A cartridge heater is a tube-shaped, industrial heating element that can be inserted into drilled holes. Cartridge heaters provide localized and precise heating and are commonly used in the heating process industry. Typically, cartridge heaters are used to heat a metal block from the inside and can be custom manufactured to a specific watt density based on the requirements of the application.
Cartridge heaters are most frequently used for heating metal parts by insertion into drilled holes. For easy installation, the heaters are made slightly undersize relative to their nominal diameter.
How does a Cartridge Heater work?
A cartridge heater consists of resistance coil wound around a ceramic core that is surround by dielectric and encased in a metal sheath. Powered heat transferred through the coil to the sheath causes the sheath to heat up. This heat is then transferred to the inside metal part requiring heat.

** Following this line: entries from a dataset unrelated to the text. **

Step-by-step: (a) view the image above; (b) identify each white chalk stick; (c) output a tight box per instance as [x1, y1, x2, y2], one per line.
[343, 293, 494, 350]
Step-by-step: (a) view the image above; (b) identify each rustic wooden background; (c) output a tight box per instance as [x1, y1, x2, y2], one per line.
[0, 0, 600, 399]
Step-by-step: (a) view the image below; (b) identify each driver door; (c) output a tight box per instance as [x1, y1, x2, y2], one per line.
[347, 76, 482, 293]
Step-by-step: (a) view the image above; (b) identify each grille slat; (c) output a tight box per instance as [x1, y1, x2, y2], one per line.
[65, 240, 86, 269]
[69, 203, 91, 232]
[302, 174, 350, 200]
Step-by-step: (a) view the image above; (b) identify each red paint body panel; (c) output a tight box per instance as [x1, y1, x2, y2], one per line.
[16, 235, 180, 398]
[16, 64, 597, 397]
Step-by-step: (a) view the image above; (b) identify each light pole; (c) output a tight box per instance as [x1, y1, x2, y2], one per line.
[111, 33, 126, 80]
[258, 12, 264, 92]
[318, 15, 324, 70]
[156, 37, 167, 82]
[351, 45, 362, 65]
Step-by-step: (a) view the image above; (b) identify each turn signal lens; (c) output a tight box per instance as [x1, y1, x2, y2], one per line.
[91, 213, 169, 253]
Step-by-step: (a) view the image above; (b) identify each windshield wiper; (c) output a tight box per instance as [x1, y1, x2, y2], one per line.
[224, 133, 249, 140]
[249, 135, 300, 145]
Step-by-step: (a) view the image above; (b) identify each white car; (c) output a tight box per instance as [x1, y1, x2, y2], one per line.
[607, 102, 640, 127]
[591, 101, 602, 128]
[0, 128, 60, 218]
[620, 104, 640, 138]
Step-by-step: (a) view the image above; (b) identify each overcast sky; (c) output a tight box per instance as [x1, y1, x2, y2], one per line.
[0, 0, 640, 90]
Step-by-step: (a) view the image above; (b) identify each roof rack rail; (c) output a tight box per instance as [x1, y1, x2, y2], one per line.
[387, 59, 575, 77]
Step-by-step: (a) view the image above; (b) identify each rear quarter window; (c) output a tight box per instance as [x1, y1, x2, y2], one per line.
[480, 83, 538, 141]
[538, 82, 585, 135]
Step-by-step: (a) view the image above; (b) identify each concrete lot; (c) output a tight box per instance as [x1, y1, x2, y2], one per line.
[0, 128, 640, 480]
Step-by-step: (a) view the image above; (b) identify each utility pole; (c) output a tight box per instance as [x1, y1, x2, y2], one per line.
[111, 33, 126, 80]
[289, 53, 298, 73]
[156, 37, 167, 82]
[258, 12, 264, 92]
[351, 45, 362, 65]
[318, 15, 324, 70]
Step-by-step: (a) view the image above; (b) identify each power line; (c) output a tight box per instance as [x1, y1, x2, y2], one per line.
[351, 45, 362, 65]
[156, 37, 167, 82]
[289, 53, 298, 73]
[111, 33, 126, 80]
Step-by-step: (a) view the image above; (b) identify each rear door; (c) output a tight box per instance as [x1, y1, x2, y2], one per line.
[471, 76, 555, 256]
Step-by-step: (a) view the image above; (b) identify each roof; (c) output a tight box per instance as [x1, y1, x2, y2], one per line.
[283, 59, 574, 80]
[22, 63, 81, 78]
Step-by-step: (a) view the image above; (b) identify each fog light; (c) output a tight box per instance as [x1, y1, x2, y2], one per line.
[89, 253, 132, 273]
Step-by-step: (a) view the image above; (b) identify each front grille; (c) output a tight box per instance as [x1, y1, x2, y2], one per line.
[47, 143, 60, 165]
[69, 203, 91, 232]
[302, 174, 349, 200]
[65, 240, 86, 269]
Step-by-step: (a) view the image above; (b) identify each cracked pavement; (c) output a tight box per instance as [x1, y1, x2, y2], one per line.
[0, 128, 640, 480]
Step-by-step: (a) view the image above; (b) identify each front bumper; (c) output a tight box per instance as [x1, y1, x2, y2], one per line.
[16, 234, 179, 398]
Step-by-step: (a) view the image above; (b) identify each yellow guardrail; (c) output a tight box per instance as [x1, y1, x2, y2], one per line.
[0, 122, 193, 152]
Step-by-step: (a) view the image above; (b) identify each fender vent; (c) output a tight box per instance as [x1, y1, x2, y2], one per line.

To fit a cartridge heater in a low or medium temperature application (600°F or less), general purpose drills are usually adequate for drilling holes. Holes can be drilled .003” to .008” over the nominal size of the drill, resulting in fits of .009” to .014.” While this fit is slightly looser than would permit optimal heat transfer, it aids in the installation and removal of the cartridge heaters, especially those with long sheaths. At high watt densities, a close fit is much more important. The holes should be drilled and reamed rather than just drilled with a general purpose bit. With a tighter fit, the heater will run cooler and have a longer life expectancy.
What are the operating temperatures of a Cartridge Heater?
Cartridge heaters can operate at low, medium, and high watt densities. They are designed to withstand a working temperature of up to 1400°F. However, the optimal operating temperature will depend on the application for which you are using the cartridge heater.
It’s also important to note that there are multiple factors, such as the cartridge heater watt density, the tightness of the cartridge inside the hole, and the thermal conductivity of the material being heated, that can impact the actual temperature of an industrial heater and the monitored temperature of a material during the heating cycle. For high temperature applications, such as those above 1000°F, incoloy sheathes are recommended for maximum heat transfer and durability.
It is also important to consider the electrical termination of a cartridge in regard to the operating temperature. When cartridge heaters are used at relatively high temperatures, the electric terminals should either be different than the common high temperature lead wires or the cartridge should be designed in a manner that the temperature around the lead wires is maintained at a lower temperature than the temperature limit of the lead wire.
What are Cartridge Heaters used for?
Cartridge heaters are most frequently used for heating dies, platens, molds, and other metal parts by insertion into drilled holes. They can also be used in liquid immersion applications. Below are some examples of specific applications:
Heating gases and liquids
Hot runner molds
Temperature Controllers and Sensors for Cartridge Heaters
The sensor for the temperature control is also an important factor and should be placed between the working surface of the part and the heaters. The temperature of the part approximately 1/2" away from the heaters is used in selecting maximum allowable Watt density from the graph. Control of power is an important consideration in high Watt density applications. On-off control is frequently utilized, but it can cause wide excursions in the temperature of the heater and working parts.
Thyristor power controls are valuable in extending the life of high Watt density heaters, since they effectively eliminate on-off cycling. There are a variety of temperature controllers and sensors one can use depending on the application. One of the more popular sensor types for cartride heater applications are the surface mount temperature sensors. Thermocouple, RTD or Thermistors are available with an adhesive backing or the ability to be cemented to the surface being heated.
There also bolt on and magnetic surface mount type temperature sensors available. Digital temperature controllers come in many different sizes with many output and input choices. Thermcouple and RTD inputs are the most popular with a dc pulse output. DC pulse ouputs allow the user to go to a larger relay to switch the heater load and use proportional control versus on/off control which can shorten the heater life.